ABI Research forecasts the market for Augmented Reality (AR) and Virtual Reality (VR) immersive collaboration solutions will exceed US$400 million by 2025, up from less than US$12 million in 2019. The communication and collaboration market is seeing heightened interest and demand during the COVID-19 pandemic and expected lingering impacts of these unprecedented times are expected to accelerate the adoption of newer technologies like Extended Reality (XR) and increase growth rates of more established markets like video conferencing hardware, which is expected to approach US$4 billion by 2025, up from US$2.4 billion in 2019.
According to IDC capabilities can include see-what-I-see videoconferencing, digital instructions, real-time data access, knowledge capture, knowledge transfer, and more. A key component of any AR enterprise platform is its ability to keep a company's data safe and secure.
"As more companies move aggressively to leverage augmented reality to drive increased process efficiency, leverage remote workers, and facilitate faster knowledge capture and transfer, the role of the AR platform has become increasingly important," said Tom Mainelli, group vice president of Device and Consumer research at IDC. "Companies want a platform that brings together multiple capabilities that also ensures data remains secure."
Enterprises and governments’ inability to predict the reach and duration of COVID-19 means companies may need to depend on collaborative technology for extended periods.
Michael Inouye, principal analyst at ABI Research, commented that companies, like Facebook, have already amended work from home policies that extend beyond the current pandemic and provide early glimpses into what a new normal might look in the workplace.
“The communications market, much like streaming media, was already shifting to support a wider breadth of devices, services, and environments and the pandemic has accelerated these trends. The cancellation of events and inability to meet in person has driven demand for video calling services and tools and is opening new doors and exposure to more immersive solutions like XR,” Inouye added.
Immersive collaboration certainly has some big names like Microsoft, HTC, NVIDIA, Unity, and Facebook involved, but over 40 companies are targeting this aspect of the collaboration space.
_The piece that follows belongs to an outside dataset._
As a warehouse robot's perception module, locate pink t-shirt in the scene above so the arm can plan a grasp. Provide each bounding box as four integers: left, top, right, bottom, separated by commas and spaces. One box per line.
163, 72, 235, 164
There have been some early market leaders like Glue, IrisVR, Spatial, The Wild, and VRtuoso, along with other companies offering different approaches to collaboration, ideation, or platform integrations like Imeve/Avatour, inlusion Netforms, Softspace, SPACES, and VR-on.
In Asia, the players to watch include Octagon Studio, EXA VR Park, ZipMatch, TaKanto, Hiverlab, and VizioFly.
“The high level of diversity in this aspect of the collaboration market will certainly be interesting to follow as the technologies, features, and services evolve and mature,” Inouye concluded.